Grassi et al. recently proposed that PD signals in patients with early arthritis may be related to increased perfusion of nutritional vessels at the level of either bone-perforating canals and/or the fat pad [13]. Such a phenomenon may imply that preexisting vascularity to joint components functions as a gateway to articular inflammation at the beginning of RA. It would be interesting to speculate that the unusually prominent tendinitis in this patient at the onset of RA was induced by the unusual preexisting hypervascularity in the tendons due to tendon xanthomas.

Is there a causal association between genetically determined HeFH and the development of RA in this patient? An incidental association seems highly plausible because of the absence of literature on their coexistence (there has only been one case report) [6]. It is known, however, that patients with HeFH are prone to rheumatic complaints. Klemp et al. interviewed and examined 48 patients with HeFH and reported that 21% had a history of oligoarthritis and 10% had a history of polyarthritis but none had clinical evidence of RA or other arthropathies [14]. The pretreatment cholesterol levels were significantly higher in HeFH patients with musculoskeletal manifestations than in those without. It was also shown that the musculoskeletal manifestations in HeFH patients improved after receiving lipid-lowering treatment. Artieda et al. have shown that macrophages from HeFH patients exhibit a differential gene expression profile characterized by increased plasma tryptase, TNF-, IL-8, and IL-6 expression [15]. This proinflammatory predisposition of macrophages may contribute to the tendency of HeFH patients to present with musculoskeletal manifestations.

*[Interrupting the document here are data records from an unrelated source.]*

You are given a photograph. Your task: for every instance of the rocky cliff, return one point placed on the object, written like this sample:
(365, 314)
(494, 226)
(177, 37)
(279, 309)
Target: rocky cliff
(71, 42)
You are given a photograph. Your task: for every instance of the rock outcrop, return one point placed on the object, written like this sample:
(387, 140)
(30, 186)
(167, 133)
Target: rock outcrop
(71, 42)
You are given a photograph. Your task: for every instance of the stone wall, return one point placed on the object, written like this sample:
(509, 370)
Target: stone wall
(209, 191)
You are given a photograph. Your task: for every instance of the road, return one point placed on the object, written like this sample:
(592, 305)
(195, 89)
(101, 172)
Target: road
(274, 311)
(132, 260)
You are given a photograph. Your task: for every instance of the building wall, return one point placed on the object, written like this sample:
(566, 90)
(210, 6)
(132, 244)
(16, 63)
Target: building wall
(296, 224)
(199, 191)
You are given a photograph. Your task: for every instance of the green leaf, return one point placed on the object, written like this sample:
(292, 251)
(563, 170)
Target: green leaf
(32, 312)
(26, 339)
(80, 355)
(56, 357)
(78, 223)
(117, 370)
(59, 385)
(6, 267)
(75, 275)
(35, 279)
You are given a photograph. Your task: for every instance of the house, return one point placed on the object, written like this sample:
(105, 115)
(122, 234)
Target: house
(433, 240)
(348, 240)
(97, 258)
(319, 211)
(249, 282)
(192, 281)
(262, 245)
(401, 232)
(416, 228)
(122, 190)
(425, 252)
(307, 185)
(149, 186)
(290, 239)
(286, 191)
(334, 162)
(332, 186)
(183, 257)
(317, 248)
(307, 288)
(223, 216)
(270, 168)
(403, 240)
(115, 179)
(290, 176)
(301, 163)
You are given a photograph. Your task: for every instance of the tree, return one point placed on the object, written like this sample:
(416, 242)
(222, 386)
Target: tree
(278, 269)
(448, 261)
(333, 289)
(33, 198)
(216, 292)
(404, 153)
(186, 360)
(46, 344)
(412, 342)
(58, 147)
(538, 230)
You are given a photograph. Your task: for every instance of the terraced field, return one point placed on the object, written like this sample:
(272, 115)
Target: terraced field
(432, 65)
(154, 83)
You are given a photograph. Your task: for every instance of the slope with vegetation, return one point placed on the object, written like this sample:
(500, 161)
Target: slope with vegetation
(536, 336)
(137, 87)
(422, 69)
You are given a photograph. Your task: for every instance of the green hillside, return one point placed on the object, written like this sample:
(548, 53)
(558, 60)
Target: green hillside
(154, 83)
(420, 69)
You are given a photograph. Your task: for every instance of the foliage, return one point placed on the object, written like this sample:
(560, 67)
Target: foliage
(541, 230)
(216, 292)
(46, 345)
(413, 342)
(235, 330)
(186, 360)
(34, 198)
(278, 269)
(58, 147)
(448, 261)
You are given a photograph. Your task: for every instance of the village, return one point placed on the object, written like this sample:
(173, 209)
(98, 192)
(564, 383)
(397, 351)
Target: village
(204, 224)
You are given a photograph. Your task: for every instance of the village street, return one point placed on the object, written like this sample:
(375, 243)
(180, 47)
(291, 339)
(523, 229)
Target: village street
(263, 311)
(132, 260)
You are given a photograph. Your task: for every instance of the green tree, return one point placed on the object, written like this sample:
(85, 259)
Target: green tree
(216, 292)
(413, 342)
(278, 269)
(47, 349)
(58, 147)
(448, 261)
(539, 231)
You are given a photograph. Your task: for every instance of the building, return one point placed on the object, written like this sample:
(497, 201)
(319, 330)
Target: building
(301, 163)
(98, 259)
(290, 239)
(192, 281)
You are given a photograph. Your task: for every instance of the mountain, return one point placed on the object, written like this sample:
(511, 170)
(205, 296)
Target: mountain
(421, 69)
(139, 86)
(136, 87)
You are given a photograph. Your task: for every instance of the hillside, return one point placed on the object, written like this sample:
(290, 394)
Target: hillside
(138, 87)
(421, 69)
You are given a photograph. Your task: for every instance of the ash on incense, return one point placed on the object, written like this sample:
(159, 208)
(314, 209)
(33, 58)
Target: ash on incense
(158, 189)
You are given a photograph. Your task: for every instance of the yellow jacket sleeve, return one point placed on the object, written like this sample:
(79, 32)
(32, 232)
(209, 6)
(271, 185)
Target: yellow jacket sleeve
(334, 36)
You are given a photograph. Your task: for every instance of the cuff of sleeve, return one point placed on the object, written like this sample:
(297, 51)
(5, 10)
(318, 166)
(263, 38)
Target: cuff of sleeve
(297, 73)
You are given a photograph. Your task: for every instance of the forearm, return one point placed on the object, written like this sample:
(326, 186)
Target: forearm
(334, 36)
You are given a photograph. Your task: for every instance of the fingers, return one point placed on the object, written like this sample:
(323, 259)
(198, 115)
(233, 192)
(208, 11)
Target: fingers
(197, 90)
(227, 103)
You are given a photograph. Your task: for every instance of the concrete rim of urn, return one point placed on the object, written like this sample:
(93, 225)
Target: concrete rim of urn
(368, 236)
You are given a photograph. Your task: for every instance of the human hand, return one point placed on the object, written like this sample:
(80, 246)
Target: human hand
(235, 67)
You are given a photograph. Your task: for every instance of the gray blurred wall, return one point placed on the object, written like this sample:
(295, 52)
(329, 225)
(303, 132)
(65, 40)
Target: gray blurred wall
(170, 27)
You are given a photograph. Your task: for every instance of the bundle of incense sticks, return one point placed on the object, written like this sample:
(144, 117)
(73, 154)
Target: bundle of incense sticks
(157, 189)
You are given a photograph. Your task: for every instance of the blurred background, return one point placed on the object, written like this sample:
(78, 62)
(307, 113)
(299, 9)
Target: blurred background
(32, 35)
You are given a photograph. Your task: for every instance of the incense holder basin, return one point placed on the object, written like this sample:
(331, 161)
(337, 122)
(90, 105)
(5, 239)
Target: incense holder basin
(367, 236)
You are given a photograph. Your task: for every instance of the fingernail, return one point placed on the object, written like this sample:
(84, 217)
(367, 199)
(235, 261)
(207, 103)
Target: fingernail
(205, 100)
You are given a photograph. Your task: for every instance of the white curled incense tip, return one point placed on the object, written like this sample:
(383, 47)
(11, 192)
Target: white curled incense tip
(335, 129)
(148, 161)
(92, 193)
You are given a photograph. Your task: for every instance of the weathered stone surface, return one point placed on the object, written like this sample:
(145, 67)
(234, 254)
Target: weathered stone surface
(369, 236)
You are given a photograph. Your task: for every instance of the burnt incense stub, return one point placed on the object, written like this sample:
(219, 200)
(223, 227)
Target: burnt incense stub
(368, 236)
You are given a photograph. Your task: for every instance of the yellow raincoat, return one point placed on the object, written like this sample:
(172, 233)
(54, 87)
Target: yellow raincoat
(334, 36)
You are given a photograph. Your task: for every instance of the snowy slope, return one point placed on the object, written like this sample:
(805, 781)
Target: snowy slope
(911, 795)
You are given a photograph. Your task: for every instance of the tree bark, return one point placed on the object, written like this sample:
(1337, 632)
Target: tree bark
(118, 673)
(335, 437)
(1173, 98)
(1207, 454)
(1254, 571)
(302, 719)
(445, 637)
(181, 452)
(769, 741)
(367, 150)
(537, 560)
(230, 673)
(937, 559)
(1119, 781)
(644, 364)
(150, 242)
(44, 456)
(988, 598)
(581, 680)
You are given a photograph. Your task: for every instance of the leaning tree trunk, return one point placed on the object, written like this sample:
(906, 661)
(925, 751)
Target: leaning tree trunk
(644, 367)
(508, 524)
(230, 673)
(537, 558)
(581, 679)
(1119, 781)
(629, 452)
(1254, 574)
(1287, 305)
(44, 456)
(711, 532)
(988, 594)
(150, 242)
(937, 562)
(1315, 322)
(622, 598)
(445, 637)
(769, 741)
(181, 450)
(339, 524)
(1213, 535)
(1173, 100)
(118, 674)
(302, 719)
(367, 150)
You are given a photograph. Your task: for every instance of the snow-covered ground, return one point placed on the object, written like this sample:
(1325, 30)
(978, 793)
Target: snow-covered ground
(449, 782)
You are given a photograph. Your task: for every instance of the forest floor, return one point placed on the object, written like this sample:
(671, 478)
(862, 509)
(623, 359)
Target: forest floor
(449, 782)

Although we cannot completely deny the possibility, it is unlikely that lipid-lowering agents induced her tendinitis for the following reasons. (1) While it has been reported that most statin-induced tendinopathy occurred within the first year of administration [16], pitavastatin had been maintained on constant dose for two years in the present case. (2) While there is a hypothesis that the rapid lowering of cholesterol can provoke exacerbations of tendinopathy [10], her serum LDL-C had been stable at slightly high levels for six months prior to the onset of tendinitis.

In conclusion, here we report a case of HeFH presenting with marked tendinitis in multiple tendons at the onset of RA. Preexisting tendon xanthomas might contribute to the unusually dominant noninsertional tendinitis of the Achilles tendons, patellar tendons, and finger extensor tendons. Although it was a very rare case, the observation by PDUS throws some light on the role of existing vessels in the initial phase of rheumatoid inflammation.

Conflict of Interests

The authors declare that there is no conflict of interests regarding the publication of this paper.